Even if my research on Franco-Americans typically does not wade into questions of personal morality, I do wrestle with these questions and must frankly admit that I have no easy answer—unless it is to remind myself that I should approach a new opportunity (for the advancement of knowledge especially) by first exercising empathy. Indeed we should all ask ourselves: Am I doing justice to the historical characters and situations that I wish to describe?
I am a firm believer that one of the great virtues of historical learning is the possibility of opening one’s mind to difference. By viewing others in their respective circumstances, both as products and as agents of those circumstances, we may become more compassionate when approaching our contemporaries. Before we can undertake that heady work among our students, however, I think we, historians, must apply that principle in our own work and show compassion for those who can no longer speak for themselves.

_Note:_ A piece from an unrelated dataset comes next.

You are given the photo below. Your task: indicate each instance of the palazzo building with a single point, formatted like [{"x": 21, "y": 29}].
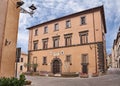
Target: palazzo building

This sizeable task, I hasten to add, is complicated by the particular challenge posed by the archives of such an institution as the Catholic Church. Scholars have no essential right to access private archives; if they misrepresent the organization that they are researching—or represent it fairly but cause scandal—they may be jeopardizing their access to those resources. They may be closing avenues for further research for themselves and fellow scholars.
I conclude, then, by summarizing my approach:
- Stick to the essentials of your research topic and avoid the alluring tangents presented by noteworthy, but unrelated, archival items.
- Avoid identifying an entire organization with the failings of specific people.
- Establish a trusting rapport with the archivist, one that will enable you to make the most of available resources—and may pay dividends in unexpected ways.
- Amid all of the above, do not sacrifice your integrity as a moral being, a citizen, and a scholar, hopefully in that order.
[1] Nor were the priests’ failings always in the realm of sexual immorality. One enlightening case is that of a French priest in the Diocese of Portland whose extravagant spending plunged his parish into great debt. His refusal to heed his bishop’s orders extended the problem and ultimately led Healy to demand legislation providing him with full legal control over Church property in Maine.